Carla no conoció a su papá y estuvo un poco más de un año con su madre. Luego regresó del infierno “para vivir su vida en libertad”, nos relata el autor. Tuvo otras tristezas y otras alegrías. Tuvo seguramente dolores enquistados que no habrían de irse nunca, y amores y afectos sanadores. Y tuvo tres hijos.
En la primera edición de este libro abuela y nieta se habían encontrado en ese territorio agujereado de la ausencia de la hija de una y la madre de la otra. Hoy también nos falta Carla. La muerte la alcanzó tempranamente, como si todo el amor del mundo no hubiera bastado para contrarrestar la cuota de pulsión de muerte que la infamia dejó en ella.
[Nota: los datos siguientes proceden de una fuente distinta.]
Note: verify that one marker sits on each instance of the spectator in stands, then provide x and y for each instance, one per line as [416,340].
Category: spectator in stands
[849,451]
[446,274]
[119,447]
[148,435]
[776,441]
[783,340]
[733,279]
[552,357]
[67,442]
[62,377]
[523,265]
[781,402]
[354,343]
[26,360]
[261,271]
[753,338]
Graciela permanece desaparecida y quizá sea hoy, en su retrato, en la presencia permanente de esa ausencia, donde podamos hallar una y otra vez a Carlita querida y su abuela de hierro. En esos ojos de miel y de sol, cuando la madre de una e hija de la otra sea esta vez la que les susurre al oído: “yo sabía que me estabas buscando”.
(*) El periodista y escritor Juan Carlos Martínez, colaborador habitual de esta AGENCIA y de la pampeana Radio Kermés, publicó La abuela de hierro en 1995. El libro relata la búsqueda y recuperación de Carla Rutila Artes de parte de su abuela Matilde Artes, conocida como “Sacha”. El texto compartido integra su última edición. Su autora, Ana María Careaga, es hija de Esther Ballestrino de Careaga, una de las tres Madres de Plaza de Mayo que fueron arrojadas al mar en los llamados vuelos de la muerte, durante el terrorismo de Estado.